Forecasting Irregular Sales: A Machine Learning Approach to Predicting Customer Purchasing Behaviour
Information
Författare: Pontus Fredstam, Gustav MolinBeräknat färdigt: 2026-06
Handledare: Anindya Kimell Gupta
Handledares företag/institution: Optinova
Ämnesgranskare: Stefanos Kaxiras
Övrigt: -
Presentationer
Presentation av Pontus FredstamPresentationstid: 2026-06-10 14:15
Presentation av Gustav Molin
Presentationstid: 2026-06-10 15:15
Opponenter: Elias Ihrefjord, Karl Johansson
Abstract
Sales forecasting is an important area for manufacturing companies. Whether it is accurate or not impacts the planning of production. This thesis is carried out in collaboration with Optinova and explores how a customer-level sales forecasting system can be created using machine learning. A recurring challenge in this work is the intermittent and lumpy characteristics of business-to-business (B2B) demand. Optinova’s customers are no exception to this, with approximately 95% of the customers exhibiting intermittent or lumpy characteristics. Since standard forecasting approaches often assume continuous demand in the data, the zeroinflated data requires adapting these approaches.

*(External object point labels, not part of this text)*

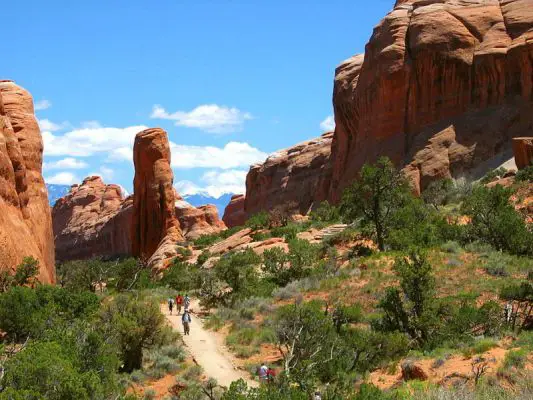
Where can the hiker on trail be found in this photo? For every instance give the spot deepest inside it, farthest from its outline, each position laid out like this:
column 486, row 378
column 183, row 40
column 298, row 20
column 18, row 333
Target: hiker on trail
column 179, row 303
column 187, row 301
column 271, row 375
column 263, row 373
column 170, row 305
column 186, row 321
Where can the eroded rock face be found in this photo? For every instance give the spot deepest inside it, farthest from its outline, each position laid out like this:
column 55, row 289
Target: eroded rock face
column 295, row 178
column 234, row 214
column 196, row 222
column 442, row 88
column 25, row 219
column 523, row 152
column 92, row 220
column 155, row 226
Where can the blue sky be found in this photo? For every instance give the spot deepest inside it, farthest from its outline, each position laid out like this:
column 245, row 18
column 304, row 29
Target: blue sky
column 230, row 81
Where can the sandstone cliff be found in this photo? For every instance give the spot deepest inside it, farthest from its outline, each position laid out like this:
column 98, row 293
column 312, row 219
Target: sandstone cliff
column 92, row 220
column 195, row 222
column 234, row 214
column 294, row 179
column 25, row 220
column 523, row 152
column 155, row 226
column 442, row 88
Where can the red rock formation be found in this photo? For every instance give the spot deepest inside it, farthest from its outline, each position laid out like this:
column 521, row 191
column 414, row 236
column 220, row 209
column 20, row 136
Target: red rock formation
column 442, row 88
column 155, row 226
column 92, row 220
column 523, row 152
column 195, row 222
column 234, row 214
column 294, row 178
column 25, row 220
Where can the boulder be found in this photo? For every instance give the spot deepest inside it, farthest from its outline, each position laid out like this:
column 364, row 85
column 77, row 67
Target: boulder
column 442, row 88
column 155, row 226
column 92, row 220
column 234, row 214
column 292, row 180
column 523, row 152
column 25, row 218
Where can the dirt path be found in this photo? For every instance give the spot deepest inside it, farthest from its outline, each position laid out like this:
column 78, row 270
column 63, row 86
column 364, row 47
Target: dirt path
column 208, row 350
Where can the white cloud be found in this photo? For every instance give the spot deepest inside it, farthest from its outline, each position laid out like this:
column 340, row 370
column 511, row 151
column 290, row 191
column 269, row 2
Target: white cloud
column 66, row 163
column 215, row 184
column 47, row 125
column 63, row 178
column 42, row 105
column 232, row 155
column 88, row 141
column 105, row 173
column 328, row 124
column 208, row 117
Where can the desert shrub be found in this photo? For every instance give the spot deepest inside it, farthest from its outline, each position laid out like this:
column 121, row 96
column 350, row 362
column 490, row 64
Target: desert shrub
column 44, row 368
column 451, row 247
column 375, row 197
column 257, row 221
column 415, row 224
column 325, row 212
column 492, row 175
column 136, row 325
column 439, row 193
column 525, row 175
column 203, row 257
column 29, row 312
column 520, row 297
column 346, row 236
column 289, row 231
column 181, row 276
column 515, row 359
column 495, row 220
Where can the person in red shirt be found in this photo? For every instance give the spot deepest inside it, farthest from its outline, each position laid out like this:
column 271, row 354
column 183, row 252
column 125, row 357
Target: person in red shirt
column 179, row 303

To solve this issue, a two-stage hurdle model was constructed. In the first stage, a binary classifier predicts whether a customer will purchase or not in a given month. If the classifier predicts yes, a regression model then estimates the magnitude of that purchase. If the classifier predicts no, the revenue for that customer is set to zero. Two classifiers (XGBoost, LightGBM) and three regressors (XGBoost, LightGBM, Random Forest) created a total of six hurdle-pairs that were all trained and evaluated on the historical data. A feature engineering effort was performed to mimic demand planning concepts and customer behavioral metrics.
The results show that the best hurdle-pair (LightGBM classifier and XGBoost regressor) achieved a monthly mean absolute percentage error of 11.89%. When aggregated to a full year forecast, the best hurdle-pair achieved an absolute percentage error of 1.43%, as erratic monthly behavior is largely canceled out over a full year. The model systematically beats a naive baseline across all evaluation levels and captures seasonality trends in the historical data, as well as capturing over 80% of the variance in annual customer spend. The findings presented in this thesis suggest that machine learning can be used as a valuable decisionsupport tool for customer-level forecasting in B2B environments characterized by intermittent demand.